Teleskopserie "Infinity NL"


Die zwei verschiedenen Transportmodi


An den Transport des Teleskops können unterschiedliche Anforderungen gestellt werden. So kann es zum Beispiel vorkommen, dass man sein Teleskop mit in den wohlverdienten Urlaub nehmen möchte. Wirft man einen Blick auf das ganze Gepäck im Kofferraum, so stellt sich meistens schnell die berechtigte Frage, wohin denn eigentlich noch mit dem Teleskop? Da wäre es doch super, wenn man das Teleskop so klein wie möglich zusammenschachteln könnte.

Dann gibt es noch den deutlich häufiger anzutreffenden Fall, dass man möglichst schnell nach der Arbeit in Richtung Beobachtungsplatz aufbrechen möchte. Hier ist es von Vorteil, wenn das Teleskop schon fast fertig montiert ist und man an der Wiese angekommen nur noch wenige Minuten in den Aufbau stecken müsste. Das gleiche gilt natürlich auch für den Abbau - denn sind wir mal ehrlich: niemand hat so richtig Lust, weit nach Mitternacht und nach einer langen Beobachtungsnacht noch eine Vielzahl an Schrauben zu lösen, denn zu dieser Uhrzeit möchte man eigentlich nur noch zurück nach Hause in sein Bett.

Die Teleskope der "Infinity NL" Serie können für beide Fälle in den entsprechenden Transportmodus umgebaut werden. Das macht sie vielseitig einsetzbar. Die einzelnen Maße sind in den technischen Details zu finden.

Transportmodus 1: So klein wie möglich...


Wenn das Teleskop so klein wie möglich zusammen- geschachtelt werden soll, verschwinden die beiden Hutringe in der Spiegelbox, die danach fest mit der Abdeckplatte verschlossen wird. Dieses Paket kann dann ganz einfach in der Rockerbox versenkt und mit insgesamt vier seitlichen Schrauben gegen das Verrutschen gesichert werden. Die Stangen und die seitlichen Verstrebungen verschwinden in der dafür vorgesehenen Tragetasche, während die Anbauteile wie Hutbrettchen, Okularauszug und Sucher in einem kleinen Alukoffer Platz finden können.

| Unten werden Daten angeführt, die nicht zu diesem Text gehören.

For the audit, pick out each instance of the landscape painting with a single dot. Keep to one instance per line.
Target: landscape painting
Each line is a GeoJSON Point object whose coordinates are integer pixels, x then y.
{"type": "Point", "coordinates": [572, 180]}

Höhenräder und Hutblende werden separat transportiert.

Transportmodus 2: Schneller Auf- und Abbau...


Soll das Teleskop möglichst schnell auf- und abgebaut werden, kommt Transportvariante 2 zum Einsatz. Nach dem Ende der Beobachtungsnacht wird die Hutblende abgenommen und die Klemmung für die oberen Stangenhalterungen gelöst. Jetzt kann der Hut heruntergenommen werden. Dann noch schnell die vier Stangenpaare entfernen und schon kann das Teleskop im Kofferraum oder auf dem Rücksitz verschwinden. Das alles ist in weniger als 10 Minuten geschehen, mit ein wenig Übung vielleicht auch in unter 5 Minuten. Und während andere noch fleißig am schrauben sind, befindet man sich schon längst auf dem Rückweg.